Algeria
(4) Studies assessing the pre-specified primary or secondary outcomes of interest. The steroid hormone testosterone is fundamental to male physical development and sexual behaviour. We searched major electronic databases (MEDLINE, Embase, Science Citation Index, and CENTRAL), clinical trial registries, and contacted clinical experts. Testosterone treatment is most often given to men aged 40–65 years.
Male hypogonadism has been increasingly diagnosed and treated in elderly males since the last decade. In addition to being responsible for primary sexual characteristics at birth and puberty (development and changes of sexual organs such as uterus, vagina, penis, and testes), testosterone is also involved in maintaining secondary sexual characteristics. However, a higher incidence of pulmonary embolism, acute kidney injury, and atrial fibrillation was noted in the testosterone group. Of note, a higher incidence of pulmonary embolism, acute kidney injury, and atrial fibrillation was noted in the testosterone group. The primary endpoint occurred in 7% of the testosterone group and in 7.3% of the placebo group.
Worldwide prescribing of testosterone for hypogonadism is increasing;2 however, conflicting messages on testosterone safety might have caused variations in treatment among patients. The secondary objective of this IPD analysis was to assess the physiological effects of testosterone treatment. To assess the effect of studies for which IPD were not available, we extracted appropriate aggregate study-level data and incorporated them alongside the IPD using two-stage IPD random-effect meta-analyses.64 Our aggregate meta-analysis suggested that outcome data were not significantly discrepant between our IPD and non-IPD studies. In view of the lack of consistent cardiovascular event classification, adjudication, or reporting within trials, we did a masked analysis of each individual adverse event by two independent clinicians to classify cardiovascular events from all IPD studies objectively. However, no overall association was observed between cardiovascular events and either free or total serum testosterone at baseline or during testosterone treatment.
Here is how to take a cautious approach to testosterone therapy. Although this new information is somewhat reassuring, men and their doctors should still weigh these issues before committing to long term testosterone therapy. Doctors also watch out for high red blood cell counts, which could increase the risk of clotting. Men can often feel a big difference when they stop therapy because their body\'s testosterone production has not yet recovered. On treatment, the body stops making testosterone.

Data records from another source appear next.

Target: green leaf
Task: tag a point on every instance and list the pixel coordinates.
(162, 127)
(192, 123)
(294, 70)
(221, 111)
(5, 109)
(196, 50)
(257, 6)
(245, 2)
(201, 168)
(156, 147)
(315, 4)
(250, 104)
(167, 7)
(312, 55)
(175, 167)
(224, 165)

However, its safety in patients with CV risks and previous CV events is still doubtful due to recent studies showing conflicting results for TRT in patients with adverse CV risk factors. From observational studies and meta-analyses, it is evident that patients with CV events have low testosterone, which might be an indicator of poor health in general. In summary, testosterone therapy appears generally safe from an overall cardiovascular standpoint but may come with risks that must be weighed in balance with its potential benefits on an individual patient whose hypogonadism may be affecting their overall quality of life. This study does not address testosterone’s safety in otherwise normal people who take it solely to build muscle or for other reasons—it just applies to patients with symptomatic hypogonadism and low testosterone levels. Does testosterone replacement therapy in middle-aged and older men with hypogonadism cause increased overall cardiovascular risk? We have conducted the most comprehensive study to date investigating the safety of testosterone treatment of hypogonadism.
The risk of study bias was assessed independently by MC and MA-M using the original version of the Cochrane Collaboration\'s risk of bias tool for randomised controlled trials.33 Follow-up enquiries were made with collaborators providing IPD for cases in which details required were unclear or not reported. All but two eligible studies had durations of 12 months or less; to aid data comparison between studies, secondary outcomes were assessed at 12 months or the time-point closest to 12 months. To address ongoing uncertainly about the safety of testosterone, the Testosterone Efficacy and Safety Consortium was established as a global collaboration of principal investigators of testosterone trials. Long-term safety of testosterone is not yet established; an FDA-mandated study is ongoing. We focused on trials with at least 3-month treatment duration and mean baseline total testosterone of 12 nmol/L or less (or equivalent) before treatment.